Monday 19 November 2012

You, and I, and Rosabelle believe



Houdini, the scourge of the Spiritualists, disappointed by his own delvings into spirit communication, is resurrected and immersed into a darkened room in Kate Bush's Houdini (taken from her album The Dreaming). In this track Bush explores clandestine romantic secrets and declarations of devotion shared between the escapaologist and his lover; a hidden passing of the key that would ensure his escape from death through the hidden intimacy of a kiss. The context of this shared expression of love and hope is played out in parallel to a seance where the immaterial desires of love and hope seek reaffirming via the release of spirit from their non corporeal nothingness into physical phenomena and messages of love.

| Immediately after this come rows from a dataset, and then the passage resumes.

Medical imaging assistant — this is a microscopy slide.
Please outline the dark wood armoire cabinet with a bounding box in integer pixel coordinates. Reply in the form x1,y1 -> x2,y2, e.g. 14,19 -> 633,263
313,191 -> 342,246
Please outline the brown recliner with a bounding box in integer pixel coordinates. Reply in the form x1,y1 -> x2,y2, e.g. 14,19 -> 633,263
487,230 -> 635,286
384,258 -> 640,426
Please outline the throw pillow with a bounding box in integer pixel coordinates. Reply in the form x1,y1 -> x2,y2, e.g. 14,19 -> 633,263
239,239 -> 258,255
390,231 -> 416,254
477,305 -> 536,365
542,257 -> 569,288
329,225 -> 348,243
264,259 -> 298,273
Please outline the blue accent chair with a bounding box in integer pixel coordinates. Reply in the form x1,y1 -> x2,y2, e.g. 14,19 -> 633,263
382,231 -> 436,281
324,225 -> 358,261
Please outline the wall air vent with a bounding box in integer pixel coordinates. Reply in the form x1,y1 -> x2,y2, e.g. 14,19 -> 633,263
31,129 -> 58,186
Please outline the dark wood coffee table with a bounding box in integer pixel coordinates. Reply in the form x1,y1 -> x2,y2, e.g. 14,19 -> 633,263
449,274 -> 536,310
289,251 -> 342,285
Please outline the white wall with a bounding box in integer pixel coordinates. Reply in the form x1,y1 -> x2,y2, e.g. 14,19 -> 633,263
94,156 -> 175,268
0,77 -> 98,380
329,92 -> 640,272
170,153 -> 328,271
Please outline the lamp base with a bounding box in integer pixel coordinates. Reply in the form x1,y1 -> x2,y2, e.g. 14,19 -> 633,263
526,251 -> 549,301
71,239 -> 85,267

Edmond Jabes, who has entered my poetic thoughtscape recently via a reference in a Max Richter piece, has similarly suggested the need for the dead to be contextualised in language as a means to escape nothingness. He wrote that:

"It is very hard to live with silence. The real silence is death and this is terrible. To approach this silence, it is necessary to journey to the desert. You do not go to the desert to find identity, but to lose it, to lose your personality, to be anonymous. You make yourself void. You become silence. You become more silent than the silence around you. And then something extraordinary happens: you hear silence speak."
Justine Picardie, in her moving account of the aftermath of her sisters' death (recorded in the 2002 If The Spirit Moves You) noted the agony of silence, of forgetting what her sister sounded like. Such silence erodes memory, as though it wishes to deny a sensuous link to somewhere beyond the here, the now, the physical. I can empathise with similar pangs when unable to recall the voice of a friend of mine who died three years ago. Starting with catchphrases, I push at the walls of my memory and call to her, pressing against silence with balled up fists.

When the silence breaks and a voice speaks from beyond the veil, the dead roll out from the woodwork, surrounding the seance and its bereft participants, filling the aether with hope, with love, with their own campaign against the suffocation of memory.